What is also a common course in a french meal apart from coffee? Cheese. Le Fromage. A common misconception about fromage, or when people try to speak french and say omelette du fromage, you are actually saying the cheese’s omelette. the correct form of saying this phrase is Omelette AU fromage. 

Now that misnomer is out of the way I can share with you the wonder of cheese here in Normandy. Normandy is home to a lot of soft squishy cheeses, such as camembert. I talk more about it in my last Normandy themed post here. I feel like I can not leave the house without having all my senses plunged into a cheesy wonderland. Every proper meal has a cheese course, a light snack is biscuits with cheese, cheese factories dominant the landscape amidst the fields of cows and corn. Supermarkets have long aisles dedicated to the stuff, as well as a magical cheese counter, with cheeses the size of a labrador. Safe to say, if you don’t like cheese or are lactose intolerant, you will not have a good time.

Free healthcare you say?

Something I was completely unaware of when moving here was the healthcare. I imagined I would have to pay for appointments and medications, a more reasonable price than the states of course, but I was aware I would have to set money aside for my ailments. I’m the kind of person who doesn’t really think about that when I really should, so imagine my surprise, when I’m completing my entrepreneur paperwork, and find out that I can claim back my money spent on doctors and medication from the government. Not only am I eligible for a Carte Vitale, the french health card, but also my rheumatoid condition is considered an illness of the state or something. This means that anything medical related to my illness is covered. Anything. Including the medication, I had to pay $4000 for in Canada. 

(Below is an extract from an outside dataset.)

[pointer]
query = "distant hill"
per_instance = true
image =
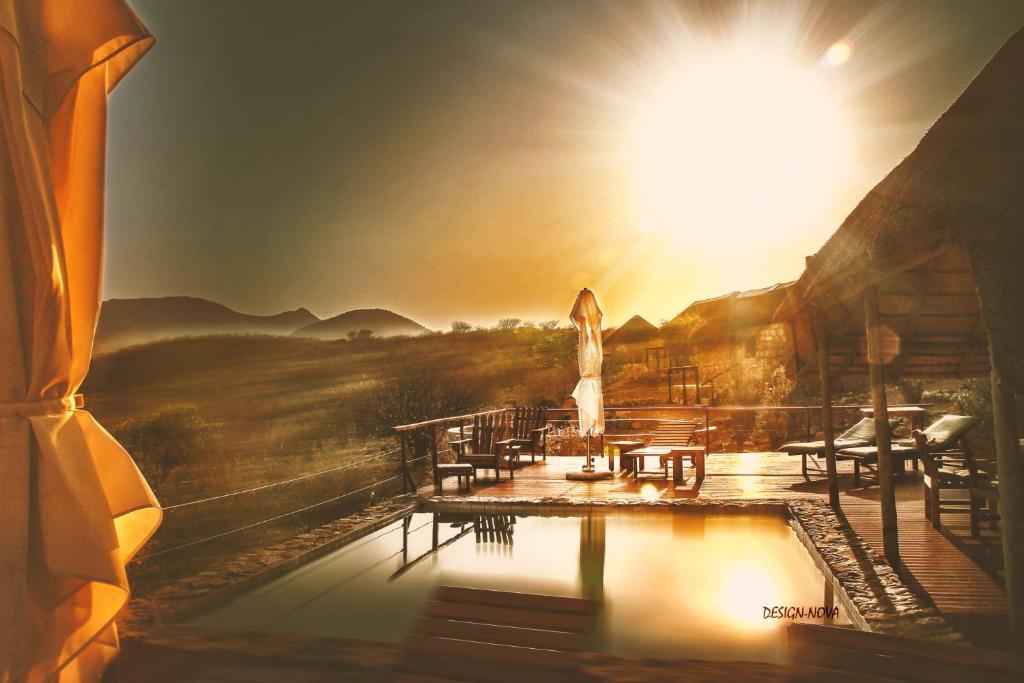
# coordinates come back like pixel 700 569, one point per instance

Quality of life is valued so highly here, doctors do not turn you away when you are in pain. You aren’t too young for operations that can aid the quality of life. I honestly could cry at the health coverage here it is that good. I should mention that there are stipulations to getting your Carte Vitale here, its not just instant free healthcare. You do have to be responsible for your taxes and the usual, so make sure you are on time with your filings and what not.

What now?

Well here’s to hoping I can get some freelance work at this difficult time and hopefully complete a TEFL course! I look forward to sharing my adventures and photos here in the upcoming months so stay tuned for more vivacious posts

Thanks for reading and have an excellent day!